I would argue the most important thing that you can negotiate is the makeup of your clinical duties. What fraction will you practice in your subspecialty? What procedures will you perform? Which hospitals and imaging centers will you cover? Will you read breast? If there is more than one divisional call-pool, which one(s) will you be in? Do you have to work nights? What’s the evening/swing shift and weekend burden? What fraction if any can be done from home? If there’s internal moonlighting, what types will be available to you?
To be clear, some or all of these types of details may be part of the job offering itself or equitable across the group, but I would venture that most people fixate on measurable things like salary size when comparing jobs and not nearly enough time evaluating the actual job.
There is no job in radiology that is so poorly paid that you can’t make a good living, but there are jobs so miserable that you can’t enjoy your life.

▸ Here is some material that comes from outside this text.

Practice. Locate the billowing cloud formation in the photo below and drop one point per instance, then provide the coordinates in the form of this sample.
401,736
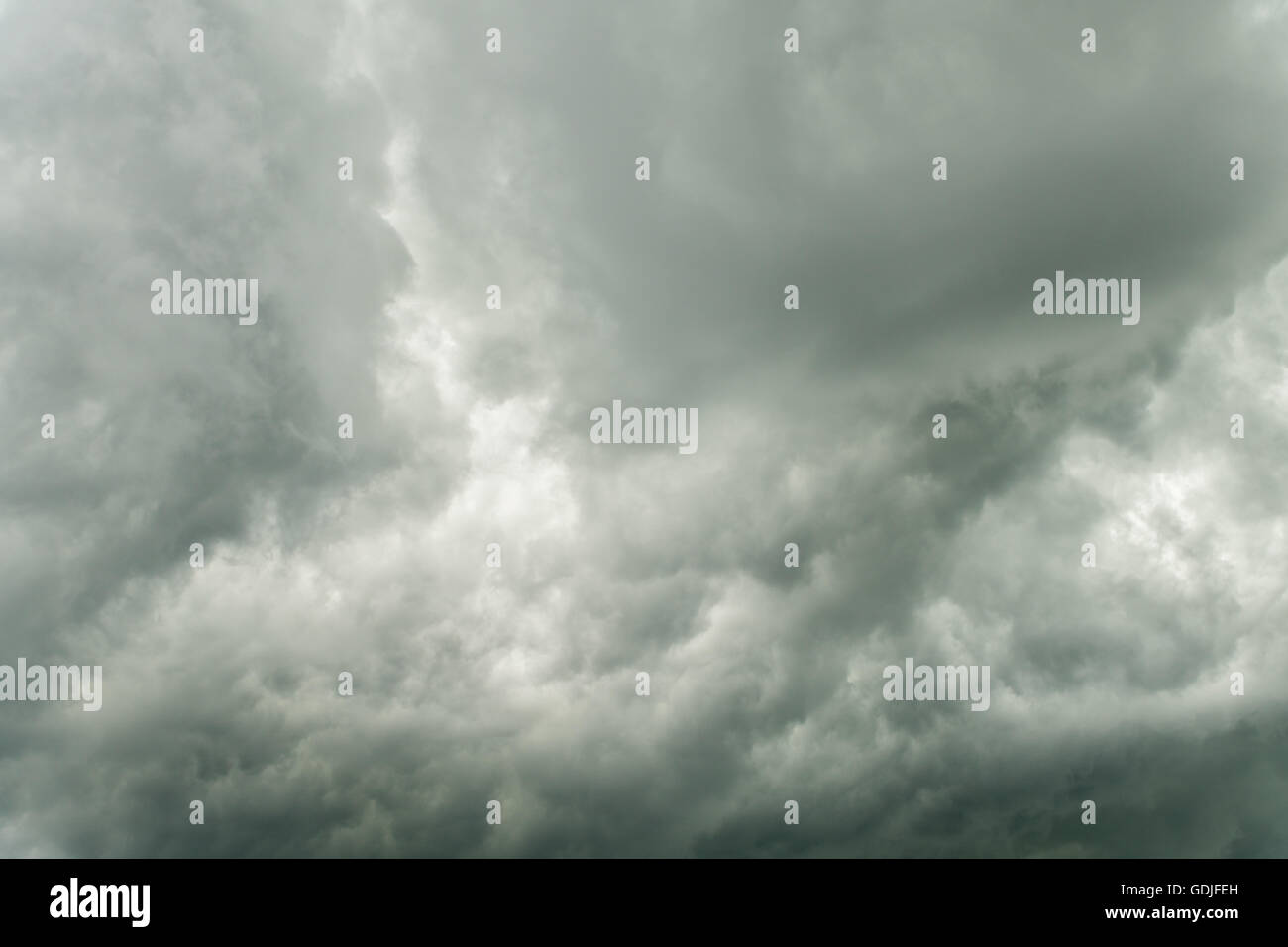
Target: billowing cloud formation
516,169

Again, while many details may not be meaningfully negotiable, these sorts of clinical parameters are worth discussing and feeling out. Don’t assume. Likewise, if you get promised something, get it in writing. You don’t want to be told you don’t have to cover some remote outlying hospital only to get assigned there the moment you show up. Your call responsibilities are likely subject to change, for example, but one thing to consider asking about is some type of credit if your call frequency is defined in your contract but subsequently increases beyond the original threshold. Wouldn’t it be nice if working an extra day at least moved up your partnership date?
([affiliate stuff] If you’re in the market for physician contract review and negotiation help, check out Contract Diagnostics. If you’re mainly interested in comparative compensation data, consider CompensationRx, which is a cheap way to get access to the MGMA info for your practice type and location [in addition to their proprietary internal data].)
I’ve had friends whose groups have been bought out by PE firms, and I’ve had friends who have then rapidly left those jobs and others who have stuck it out. I’ve had friends who have been blindsided and not offered partnership in their groups, and I’ve had friends who didn’t wait long enough to find out because they didn’t like how radiology was being practiced.
If you find yourself in a position you truly don’t like, the prospect of more money in the future is unlikely to make that job suddenly tolerable. Your most valuable asset is your time, so don’t waste it doing something you hate.